The other day I was curious: does every programming language have one of these? I decided to find out. I pointed my crawler and trained a model to check for a package repository for every one of the 3,006 languages I am tracking. The results surprised me.

★ Only 1% have them

My model found only 39 languages with central package repositories. (For comparison, Wikipedia lists ~20). That's just ~1% of languages. I thought it would be higher.

★ ~30% of the Top 100 have them

Given that a programming language is very popular and appears in my top 100 list, it is about 15 - 30x more likely to have a CR. Given a language is not in the top 100, <1% will have a CR.

★ 2 Million+ Packages Total

There are over 2,000,000 packages (aka modules or libraries) across these CRs. That means there are about 1,000x more packages than there are programming languages.

With that many packages, name collision is certainly a problem (maybe a subject for another post), though not as much of a problem as in the domain system where 130,000,000+ ".coms" alone are registered.

★ The top 5 account for ~80% of all packages

At over 900,000, Javascript's npm has almost more packages than all other CRs combined. Javascript, Java, PHP, Perl, and Python account for about 80% of packages.
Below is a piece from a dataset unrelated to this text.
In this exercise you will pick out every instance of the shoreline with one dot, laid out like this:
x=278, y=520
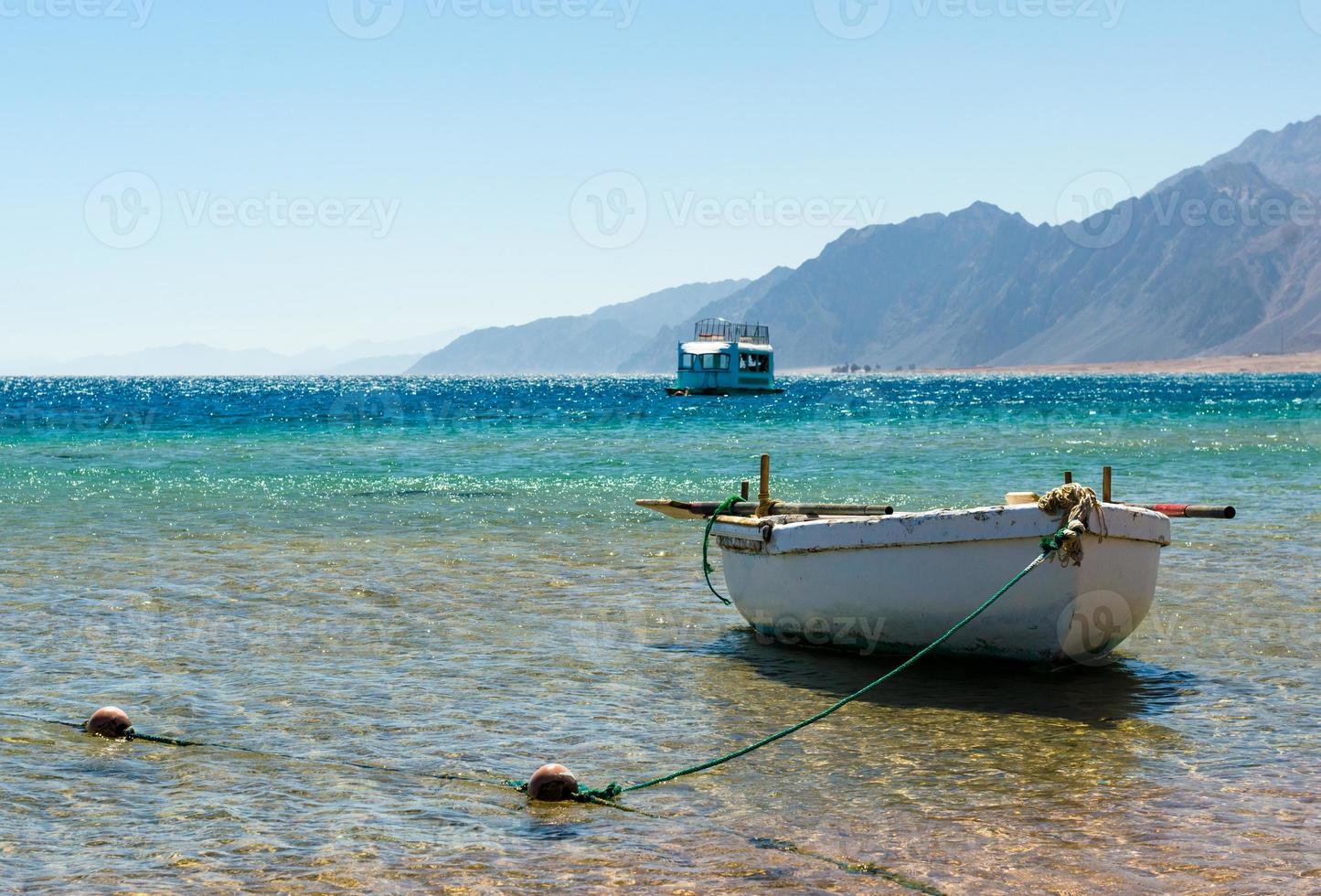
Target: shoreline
x=1252, y=364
★ GitHub has over 100,000,000 repositories

Given the size of GitHub, and it's growth as somewhat of a universal central package repository (though totally unmoderated), and given that many (if not the majority) of the packages in these CRs are also listed on GitHub, it's conceivable that GitHub is the largest CR and that the number of packages out there is easily 10x bigger than 2M.

★ Newer languages are not more likely to have CRs

This surprised me. The median age of a language with a CR is 24 (1995). Of the top 5 languages I mentioned above, all were created by then. Almost always the creation of the CR follows the launch of the language, sometimes by months or sometimes by years. I expected most CRs to be from newer languages, but that wasn't the case. While some new languages like Rust and Julia have CRs, others like Go and Kotlin do not.

★ A Visual

Languages with web package managers plotted by year and number of published packages.

★ The List

Here's my list of the main central package repositories for languages that have them. I cut the list a bit to only include CRs with more than 100 packages available. As always, open an issue if you spot any omissions or mistakes!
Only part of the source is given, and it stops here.